Todo esto decía, y aún más, pues no faltaban expresiones de intenso cariño. ¡Qué triunfo, Dios mío; qué admirable victoria ganada por mi audaz estrategia de amor, con las armas de mi mérito personal y de la fogosa elocuencia que pongo en mis cartas! Sólo faltaba determinar el plan completo de la fuga, con toda la tramitación prolija de tan peliagudo negocio... No bajó aquella tarde Donata al gallinero, prudencia y disimulo dignos de alabanza. Pero en otra ocasión y lugar próximos me mostró la hermosa joven su agudeza y sus instintivas artes amorosas, porque sabedora de que yo había de salir para juntarme con don Juan en el figón de Llopis, hizo tan exacta distribución de sus quehaceres y tan feliz medida del tiempo, que cuando yo salí estaba ella barriendo el portal.
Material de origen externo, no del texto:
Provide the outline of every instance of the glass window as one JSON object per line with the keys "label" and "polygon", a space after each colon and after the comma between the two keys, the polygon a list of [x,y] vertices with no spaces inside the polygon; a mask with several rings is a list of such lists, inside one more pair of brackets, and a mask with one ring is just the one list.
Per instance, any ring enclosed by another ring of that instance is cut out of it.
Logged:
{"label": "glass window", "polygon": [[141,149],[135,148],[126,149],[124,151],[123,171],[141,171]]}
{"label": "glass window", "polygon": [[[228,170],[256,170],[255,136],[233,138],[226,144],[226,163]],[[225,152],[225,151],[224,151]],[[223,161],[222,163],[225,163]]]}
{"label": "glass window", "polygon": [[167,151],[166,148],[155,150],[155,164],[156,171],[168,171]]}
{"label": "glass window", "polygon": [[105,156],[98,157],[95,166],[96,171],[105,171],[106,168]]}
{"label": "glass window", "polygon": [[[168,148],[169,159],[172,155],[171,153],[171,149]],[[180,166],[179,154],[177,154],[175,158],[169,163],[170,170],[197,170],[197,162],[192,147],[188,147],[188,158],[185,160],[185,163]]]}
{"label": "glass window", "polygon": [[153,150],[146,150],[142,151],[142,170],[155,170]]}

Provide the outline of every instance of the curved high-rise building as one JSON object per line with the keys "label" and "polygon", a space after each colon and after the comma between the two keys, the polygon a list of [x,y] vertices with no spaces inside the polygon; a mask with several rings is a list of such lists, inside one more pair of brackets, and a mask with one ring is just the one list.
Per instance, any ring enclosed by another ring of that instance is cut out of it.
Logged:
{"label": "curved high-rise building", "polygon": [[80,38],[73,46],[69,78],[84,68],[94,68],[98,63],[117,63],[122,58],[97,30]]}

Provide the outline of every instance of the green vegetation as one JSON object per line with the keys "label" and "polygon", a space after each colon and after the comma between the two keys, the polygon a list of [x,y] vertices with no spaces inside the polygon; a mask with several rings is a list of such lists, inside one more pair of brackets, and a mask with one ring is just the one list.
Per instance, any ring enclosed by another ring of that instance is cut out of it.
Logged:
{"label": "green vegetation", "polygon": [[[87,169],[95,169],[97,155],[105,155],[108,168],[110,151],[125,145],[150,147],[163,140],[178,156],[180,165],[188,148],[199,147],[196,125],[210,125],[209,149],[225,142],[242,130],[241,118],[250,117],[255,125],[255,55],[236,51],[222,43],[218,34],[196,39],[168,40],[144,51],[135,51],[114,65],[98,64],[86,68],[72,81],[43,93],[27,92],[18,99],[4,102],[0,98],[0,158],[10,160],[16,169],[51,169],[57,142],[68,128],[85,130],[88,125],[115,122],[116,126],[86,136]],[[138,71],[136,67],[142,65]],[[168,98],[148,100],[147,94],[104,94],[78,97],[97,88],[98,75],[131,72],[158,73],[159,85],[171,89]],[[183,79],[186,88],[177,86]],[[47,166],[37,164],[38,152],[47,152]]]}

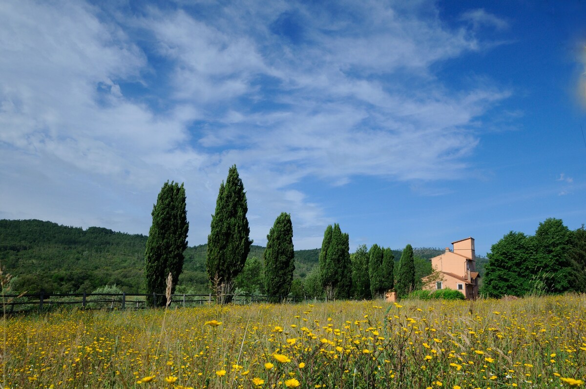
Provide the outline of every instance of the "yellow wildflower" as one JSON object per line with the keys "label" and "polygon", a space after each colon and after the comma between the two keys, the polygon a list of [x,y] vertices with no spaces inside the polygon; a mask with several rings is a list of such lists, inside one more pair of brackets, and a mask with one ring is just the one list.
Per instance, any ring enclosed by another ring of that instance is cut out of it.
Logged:
{"label": "yellow wildflower", "polygon": [[296,388],[299,386],[299,381],[295,378],[285,380],[285,386],[288,388]]}

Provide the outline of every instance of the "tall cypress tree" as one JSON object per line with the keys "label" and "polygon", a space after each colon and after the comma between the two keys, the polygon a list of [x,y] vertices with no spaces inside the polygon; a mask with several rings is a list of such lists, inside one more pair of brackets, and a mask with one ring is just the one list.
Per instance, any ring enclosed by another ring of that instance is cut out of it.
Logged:
{"label": "tall cypress tree", "polygon": [[[395,287],[394,279],[395,256],[390,248],[383,249],[383,265],[381,268],[381,287],[383,293]],[[414,264],[413,268],[415,268]]]}
{"label": "tall cypress tree", "polygon": [[[153,206],[152,224],[149,230],[145,251],[145,289],[150,295],[163,294],[166,288],[166,278],[171,273],[175,291],[179,275],[183,270],[183,252],[187,248],[187,221],[185,189],[183,183],[167,181],[163,185]],[[154,302],[161,305],[162,298]]]}
{"label": "tall cypress tree", "polygon": [[350,261],[352,265],[352,296],[359,299],[370,298],[369,253],[366,244],[356,248],[350,256]]}
{"label": "tall cypress tree", "polygon": [[370,294],[373,298],[380,298],[382,294],[381,269],[383,267],[383,250],[375,243],[370,247],[369,254],[369,277],[370,279]]}
{"label": "tall cypress tree", "polygon": [[399,260],[398,274],[395,291],[397,297],[401,298],[407,295],[415,289],[415,262],[413,260],[413,248],[407,245],[401,254]]}
{"label": "tall cypress tree", "polygon": [[291,215],[283,212],[267,236],[267,248],[264,258],[264,288],[267,294],[274,296],[273,302],[280,297],[286,297],[291,289],[295,270],[293,250],[293,225]]}
{"label": "tall cypress tree", "polygon": [[247,211],[244,186],[234,165],[228,171],[226,184],[222,182],[220,185],[207,237],[206,260],[212,286],[217,288],[215,291],[219,298],[220,291],[225,294],[227,302],[231,301],[234,279],[244,268],[253,243],[248,238]]}
{"label": "tall cypress tree", "polygon": [[328,298],[349,296],[352,285],[349,250],[348,234],[342,233],[337,223],[333,227],[328,226],[319,253],[322,286]]}
{"label": "tall cypress tree", "polygon": [[333,269],[332,268],[331,264],[328,262],[328,250],[329,249],[330,244],[332,243],[332,233],[333,228],[332,226],[328,226],[323,233],[323,240],[322,241],[322,250],[319,251],[319,281],[322,285],[322,288],[326,289],[328,286],[327,281],[332,278]]}

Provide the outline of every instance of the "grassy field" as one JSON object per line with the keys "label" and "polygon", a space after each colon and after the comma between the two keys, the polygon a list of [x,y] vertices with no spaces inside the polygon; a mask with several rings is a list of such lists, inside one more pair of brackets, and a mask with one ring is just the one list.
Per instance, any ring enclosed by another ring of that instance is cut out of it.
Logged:
{"label": "grassy field", "polygon": [[566,295],[12,318],[0,387],[570,387],[585,312]]}

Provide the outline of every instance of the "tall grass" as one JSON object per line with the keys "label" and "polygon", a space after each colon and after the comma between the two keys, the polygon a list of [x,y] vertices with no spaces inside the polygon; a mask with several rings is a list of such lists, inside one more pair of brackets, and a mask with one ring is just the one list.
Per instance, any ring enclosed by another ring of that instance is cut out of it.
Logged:
{"label": "tall grass", "polygon": [[7,320],[2,384],[558,388],[586,380],[585,311],[574,295],[63,311]]}

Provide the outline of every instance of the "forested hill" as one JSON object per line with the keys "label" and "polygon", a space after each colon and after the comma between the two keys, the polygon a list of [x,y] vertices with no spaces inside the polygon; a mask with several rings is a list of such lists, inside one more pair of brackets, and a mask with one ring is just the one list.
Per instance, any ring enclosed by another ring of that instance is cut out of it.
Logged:
{"label": "forested hill", "polygon": [[[34,292],[91,292],[115,284],[127,293],[143,290],[146,237],[107,228],[60,226],[40,220],[0,220],[0,265],[15,276],[14,290]],[[253,245],[249,258],[262,261],[264,247]],[[180,290],[208,293],[207,245],[185,251]],[[429,259],[436,248],[415,248],[416,257]],[[400,250],[393,250],[395,260]],[[295,252],[296,278],[305,278],[318,263],[319,249]]]}
{"label": "forested hill", "polygon": [[[142,292],[146,237],[107,228],[60,226],[41,220],[0,220],[0,265],[15,276],[13,289],[30,292],[91,292],[115,284],[128,293]],[[207,293],[207,245],[188,247],[179,286]],[[253,245],[249,258],[263,258]],[[319,250],[295,251],[295,276],[304,278]]]}

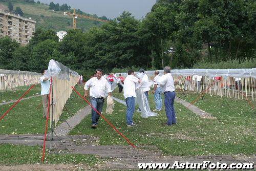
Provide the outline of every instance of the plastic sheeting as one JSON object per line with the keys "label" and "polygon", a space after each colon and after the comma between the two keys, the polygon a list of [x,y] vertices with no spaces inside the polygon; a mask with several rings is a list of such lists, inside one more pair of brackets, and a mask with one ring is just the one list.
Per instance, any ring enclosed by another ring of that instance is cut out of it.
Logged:
{"label": "plastic sheeting", "polygon": [[[163,71],[159,70],[159,75],[163,75]],[[154,76],[155,71],[147,71],[145,73],[148,76]],[[252,77],[256,78],[256,68],[212,70],[212,69],[188,69],[172,70],[170,73],[174,75],[193,76],[194,75],[214,77],[216,76],[227,76],[236,78]],[[122,73],[125,75],[126,73]]]}
{"label": "plastic sheeting", "polygon": [[145,93],[139,83],[136,85],[136,98],[135,98],[135,105],[138,105],[141,111],[141,117],[147,118],[148,117],[155,116],[157,114],[152,112],[150,110],[150,104],[147,101]]}
{"label": "plastic sheeting", "polygon": [[[143,76],[143,73],[138,73],[137,75],[137,77],[140,79],[142,79]],[[114,82],[111,84],[111,90],[114,91],[115,89],[117,87],[118,83],[120,83],[122,86],[123,87],[123,84],[121,82],[120,79],[114,78]],[[153,81],[150,81],[148,83],[148,86],[151,86],[153,84]],[[144,118],[147,118],[148,117],[155,116],[157,115],[157,114],[152,112],[150,110],[150,104],[147,99],[146,98],[145,94],[142,91],[141,88],[141,85],[138,83],[136,83],[136,98],[135,98],[135,105],[138,105],[139,108],[141,111],[141,117]]]}
{"label": "plastic sheeting", "polygon": [[45,73],[45,76],[48,78],[52,77],[56,77],[60,79],[67,79],[69,80],[70,75],[77,78],[79,76],[78,73],[76,72],[71,70],[61,63],[51,59],[50,60],[48,69]]}

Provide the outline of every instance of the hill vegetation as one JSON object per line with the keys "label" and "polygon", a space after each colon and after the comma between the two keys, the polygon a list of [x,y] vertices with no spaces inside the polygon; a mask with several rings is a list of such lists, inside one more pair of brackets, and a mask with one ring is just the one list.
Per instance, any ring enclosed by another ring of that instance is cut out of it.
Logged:
{"label": "hill vegetation", "polygon": [[[26,14],[29,7],[23,8]],[[49,15],[46,9],[41,15]],[[70,30],[61,42],[53,30],[44,29],[36,30],[25,47],[1,38],[0,68],[38,72],[51,59],[84,75],[98,68],[108,72],[132,66],[255,68],[255,11],[253,1],[159,0],[142,20],[124,11],[88,32]],[[52,23],[66,20],[60,12],[50,13]]]}
{"label": "hill vegetation", "polygon": [[[19,7],[22,10],[24,17],[31,17],[33,20],[35,20],[36,28],[52,29],[57,32],[60,30],[67,31],[73,28],[73,17],[64,15],[63,11],[50,9],[48,4],[39,4],[40,2],[35,3],[33,0],[0,0],[0,8],[6,12],[10,12],[10,9],[8,8],[10,6],[10,2],[12,5],[13,9]],[[83,14],[90,15],[85,13]],[[83,31],[88,31],[94,26],[99,26],[101,25],[101,22],[98,21],[77,18],[77,28]]]}

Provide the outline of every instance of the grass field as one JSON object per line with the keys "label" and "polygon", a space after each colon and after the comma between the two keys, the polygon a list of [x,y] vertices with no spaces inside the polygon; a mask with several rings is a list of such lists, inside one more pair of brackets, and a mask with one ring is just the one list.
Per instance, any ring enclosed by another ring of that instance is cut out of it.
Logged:
{"label": "grass field", "polygon": [[[82,88],[77,86],[76,88],[82,94]],[[178,92],[177,95],[179,93]],[[116,91],[113,94],[123,99],[122,94]],[[6,94],[6,96],[7,95]],[[185,98],[191,101],[197,95],[196,93],[187,93]],[[206,95],[205,97],[206,99],[200,100],[195,104],[210,113],[216,119],[200,118],[178,103],[175,103],[178,124],[170,126],[162,125],[166,121],[163,110],[157,116],[147,119],[142,118],[141,114],[136,112],[134,121],[136,126],[127,127],[125,122],[126,107],[116,102],[113,113],[105,116],[136,145],[156,145],[165,155],[255,154],[255,117],[248,108],[246,102],[229,100],[231,107],[229,109],[227,106],[221,106],[222,99],[220,97]],[[70,98],[71,100],[68,101],[66,104],[70,114],[64,111],[61,116],[62,121],[86,105],[74,92]],[[38,97],[24,100],[18,104],[0,121],[0,134],[42,134],[45,124],[45,120],[41,117],[42,109],[40,107],[36,110],[41,101],[41,97]],[[154,102],[152,94],[150,94],[150,102],[153,109]],[[0,110],[3,113],[9,107],[9,105],[1,106]],[[100,145],[127,145],[102,118],[96,129],[90,127],[91,122],[91,115],[89,115],[70,134],[98,136]],[[40,163],[41,147],[1,144],[0,153],[3,154],[0,155],[0,164],[37,163]],[[100,162],[98,158],[91,155],[59,156],[50,154],[47,154],[46,161],[49,163],[88,163],[89,165]]]}
{"label": "grass field", "polygon": [[[37,86],[35,92],[29,93],[26,97],[32,96],[34,93],[40,93],[39,88],[40,86]],[[77,89],[79,91],[83,92],[81,87],[77,86]],[[16,93],[11,90],[0,92],[0,99],[16,100],[18,98],[17,96],[19,97],[19,95],[23,94],[25,91],[26,90],[17,90]],[[16,96],[16,94],[18,96]],[[70,117],[71,115],[76,114],[86,105],[75,93],[71,94],[70,99],[66,103],[69,112],[63,111],[59,124]],[[41,101],[41,96],[21,101],[3,120],[0,121],[0,134],[43,134],[45,119],[42,118],[42,106],[40,105]],[[0,106],[1,113],[4,114],[13,104]]]}
{"label": "grass field", "polygon": [[[30,88],[31,85],[29,86],[23,86],[17,88],[14,88],[13,91],[7,90],[0,91],[0,103],[8,102],[11,100],[17,100]],[[39,84],[36,84],[28,94],[24,97],[39,95],[41,93],[41,87]]]}
{"label": "grass field", "polygon": [[[49,6],[37,3],[27,3],[17,0],[13,1],[12,3],[14,9],[16,7],[20,7],[24,13],[24,17],[31,17],[36,22],[36,28],[51,29],[56,32],[73,29],[73,17],[64,15],[63,11],[51,10],[49,9]],[[8,6],[6,2],[0,2],[0,4]],[[78,18],[77,28],[86,31],[94,26],[101,24],[97,21]]]}
{"label": "grass field", "polygon": [[[118,93],[114,94],[118,97],[122,96]],[[194,97],[191,95],[190,101]],[[153,109],[155,104],[151,94],[150,99]],[[178,103],[175,103],[178,124],[171,126],[162,125],[166,121],[164,111],[162,111],[157,116],[147,119],[142,118],[140,113],[136,112],[134,121],[136,126],[127,127],[125,123],[126,107],[117,102],[112,115],[106,117],[135,144],[156,145],[166,155],[255,154],[253,144],[256,142],[255,118],[248,109],[246,103],[242,100],[232,100],[232,110],[221,108],[219,97],[212,96],[207,100],[201,108],[207,109],[207,112],[216,119],[200,118]],[[241,114],[241,111],[244,112]],[[88,116],[70,134],[98,136],[102,145],[127,144],[103,119],[100,120],[99,126],[95,130],[90,129],[90,125],[91,116]]]}

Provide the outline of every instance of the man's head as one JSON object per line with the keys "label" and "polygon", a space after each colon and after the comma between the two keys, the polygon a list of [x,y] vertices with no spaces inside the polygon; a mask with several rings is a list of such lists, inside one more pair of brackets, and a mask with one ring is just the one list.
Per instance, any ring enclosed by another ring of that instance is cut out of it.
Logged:
{"label": "man's head", "polygon": [[144,73],[144,72],[145,72],[145,70],[143,69],[143,68],[141,68],[139,70],[139,72],[140,73]]}
{"label": "man's head", "polygon": [[134,71],[132,70],[130,70],[128,71],[128,75],[134,75]]}
{"label": "man's head", "polygon": [[98,79],[101,78],[102,76],[103,71],[101,69],[97,69],[96,72],[96,77]]}
{"label": "man's head", "polygon": [[47,71],[47,69],[41,69],[41,74],[42,74],[42,75],[45,75],[45,74],[46,72],[46,71]]}
{"label": "man's head", "polygon": [[164,74],[170,73],[170,67],[168,66],[166,66],[163,69],[163,73]]}

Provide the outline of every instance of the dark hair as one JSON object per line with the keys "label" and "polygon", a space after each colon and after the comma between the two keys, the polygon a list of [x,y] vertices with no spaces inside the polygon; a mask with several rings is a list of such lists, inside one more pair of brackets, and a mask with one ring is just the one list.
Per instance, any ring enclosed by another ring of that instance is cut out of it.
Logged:
{"label": "dark hair", "polygon": [[47,70],[47,69],[41,69],[41,74],[42,74],[42,75],[43,75],[43,73],[45,70]]}
{"label": "dark hair", "polygon": [[131,75],[132,73],[133,73],[134,72],[134,71],[133,71],[133,70],[128,70],[128,75]]}
{"label": "dark hair", "polygon": [[101,72],[101,73],[103,73],[103,71],[102,71],[102,70],[101,70],[101,69],[100,69],[100,68],[98,68],[98,69],[97,69],[96,70],[96,71],[95,73],[97,73],[97,71],[99,71],[99,72]]}

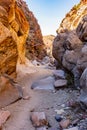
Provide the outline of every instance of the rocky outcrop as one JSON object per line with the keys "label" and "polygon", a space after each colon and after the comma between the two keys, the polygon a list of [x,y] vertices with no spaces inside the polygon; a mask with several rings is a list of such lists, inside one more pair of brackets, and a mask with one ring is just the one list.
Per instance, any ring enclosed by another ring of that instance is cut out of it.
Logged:
{"label": "rocky outcrop", "polygon": [[87,14],[87,0],[81,0],[79,4],[75,5],[69,13],[66,14],[62,20],[58,33],[65,30],[74,30],[79,25],[83,16]]}
{"label": "rocky outcrop", "polygon": [[52,57],[52,43],[53,43],[54,38],[55,38],[54,35],[43,36],[45,50],[47,52],[47,55],[50,57]]}
{"label": "rocky outcrop", "polygon": [[80,104],[87,108],[87,0],[73,7],[57,32],[53,56],[73,74],[75,87],[81,89]]}
{"label": "rocky outcrop", "polygon": [[16,72],[17,60],[25,63],[29,25],[15,0],[0,0],[0,73]]}
{"label": "rocky outcrop", "polygon": [[46,51],[44,48],[43,37],[37,19],[29,10],[26,2],[17,0],[17,4],[24,11],[26,18],[30,24],[30,31],[26,43],[26,56],[29,59],[35,59],[35,57],[43,58],[46,55]]}
{"label": "rocky outcrop", "polygon": [[[86,17],[87,16],[85,16],[82,21],[86,19]],[[87,67],[87,33],[84,29],[82,33],[82,35],[85,33],[83,39],[81,37],[81,32],[84,28],[82,21],[76,30],[59,33],[53,42],[53,56],[59,62],[60,66],[62,65],[73,73],[77,87],[79,86],[77,81],[79,81],[82,72]],[[86,23],[85,21],[85,25]],[[81,26],[81,29],[79,29],[79,26]]]}
{"label": "rocky outcrop", "polygon": [[25,43],[28,32],[29,24],[16,1],[0,0],[0,108],[20,98],[21,86],[18,84],[21,88],[18,90],[12,83],[17,85],[13,80],[16,78],[17,63],[26,64]]}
Bendije la casualidad, que era de las previstas, y me regalé con un diálogo delicioso en su apurada rapidez. Pocas palabras bastaron para repetir y afirmar el pacto de amor... Otra vez escribiría yo... Ella me señalaría   —213→   en su respuesta sitio y hora para celebrar una entrevista en la cual dejaríamos acordada la hora de evasión, etc... Preguntele yo si podíamos contar con su tía... Pedile noticia breve de los negocios, pleitos o diabluras que tenía el Arcipreste con aquella señora anciana, y quise saber el motivo de la furia del buen señor... A esto no contestó Donata más que con un vacilanteno sé, frunciendo el entrecejo y mirándome como en demanda de perdón por no ser más explícita. Comprendí que no debíamos hablar de semejante cosa: a su razón y tiempo se hablaría... y con esto terminamos. Donata me indicó que saliese, y la obedecí, condenándome al suplicio de no mirar atrás cuando atravesaba la plazuela... No puedo expresar el alborozo que llevaba yo en mi alma: era como un sol vivísimo que me alumbraba el entendimiento, y como celestial música que me lanzaba el corazón a un danzar frenético. ¡Oh portento de la hermosura, oh Erhimo, ya tu apasionado caballero abre los brazos para traerte a la libertad, a la paz y al amor! Hierros del harem, rompeos en mil pedazos. Astucias y malas artes de El Nasiry, ya nada podréis contra las invencibles armas de Confusio.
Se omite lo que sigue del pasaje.